1. Where the wild things are
People have long used movies to look to the future and escape their present, and the desire to be surrounded by giant machines, handsome vampires, or beautiful blue people made Hollywood billions of dollars in 2009. This 2009 review doesn’t cover movies outside Hollywood. If time allows I will do a Nigerian (Nollywood), Tanzanian (Tollywood) and Rwandan (Hillywood) movie review of 2010 next year. Happy New Year!
There’s something so thrilling about seeing a filmmaker take a gigantic risk that completely pays off. So much great art of any medium has come from people unwilling to deliver what’s expected and willing to swing for the fences instead of just getting on base.
Where the Wild Things Are, no matter what you think of the final product, is an undeniable home run swing. It is a daring adaptation that wouldn’t have been the same if it was made by anyone else.
And features universal themes told in a unique way. This is not just a “kid’s film.” It is about a boy dealing with his parent’s divorce and the fact that his big sister doesn’t want to play with him any more.
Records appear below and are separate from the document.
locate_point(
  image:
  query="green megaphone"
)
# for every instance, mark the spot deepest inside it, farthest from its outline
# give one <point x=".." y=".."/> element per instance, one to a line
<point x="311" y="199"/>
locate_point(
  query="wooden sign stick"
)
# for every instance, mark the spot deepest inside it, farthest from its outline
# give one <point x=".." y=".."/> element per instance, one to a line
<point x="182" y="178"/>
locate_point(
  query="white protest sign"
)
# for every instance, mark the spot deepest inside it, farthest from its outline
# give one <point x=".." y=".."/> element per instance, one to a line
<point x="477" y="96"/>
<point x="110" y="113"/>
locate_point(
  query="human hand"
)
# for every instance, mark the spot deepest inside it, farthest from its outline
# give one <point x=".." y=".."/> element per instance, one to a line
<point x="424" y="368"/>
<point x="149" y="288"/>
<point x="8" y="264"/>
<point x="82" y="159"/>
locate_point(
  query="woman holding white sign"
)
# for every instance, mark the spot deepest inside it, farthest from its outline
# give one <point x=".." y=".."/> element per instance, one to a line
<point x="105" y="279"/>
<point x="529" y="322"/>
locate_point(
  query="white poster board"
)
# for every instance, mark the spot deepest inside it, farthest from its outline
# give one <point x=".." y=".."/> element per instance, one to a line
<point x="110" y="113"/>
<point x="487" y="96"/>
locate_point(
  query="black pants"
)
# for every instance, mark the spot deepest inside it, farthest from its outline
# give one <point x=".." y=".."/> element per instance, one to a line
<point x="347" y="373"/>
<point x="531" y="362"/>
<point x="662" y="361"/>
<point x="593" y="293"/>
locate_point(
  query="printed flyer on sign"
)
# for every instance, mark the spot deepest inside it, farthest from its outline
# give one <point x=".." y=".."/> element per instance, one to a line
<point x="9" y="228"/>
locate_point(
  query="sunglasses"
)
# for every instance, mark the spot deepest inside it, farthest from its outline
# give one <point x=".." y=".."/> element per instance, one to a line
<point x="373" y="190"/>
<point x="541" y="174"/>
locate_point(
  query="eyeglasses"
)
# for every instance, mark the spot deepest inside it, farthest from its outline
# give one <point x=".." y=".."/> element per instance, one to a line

Where the Wild Things Are is the best film ever made about the way we use fantasy to deal with a changing reality. It didn’t just tug at my heart but worked on my memory banks while providing me with new ones. It’s the best film of the year.
2. The Hurt Locker
Few films of the decade were more viscerally thrilling than Kathryn Bigelow’s The Hurt Locker, a white-knuckle action film that has become the critical darling of the year.
The first great film about the conflict in the Middle East, The Hurt Locker is an unapologetic powerhouse that was unlike any other film experience in 2009.
It is a masterpiece of the art of building and releasing tension in a filmgoer, a visceral, shocking, riveting experience that takes a profession that is nearly impossible to identify with and makes it feel completely genuine.
3. Up in the Air
Jason Reitman’s Up in the Air is a marvelously old-fashioned film about modern era fears that will stand the test of time; let the backlash work itself out.
4. The White Ribbon
Michael Haneke does it again with arguably his most thematically dense and emotionally devastating film to date.
The White Ribbon isn’t just a slow burn of a film while it unfolds, but Haneke’s dark vision of what is arguably the rise of fascism burrows its way into your brain and lingers there for days and weeks after the score-less credits roll.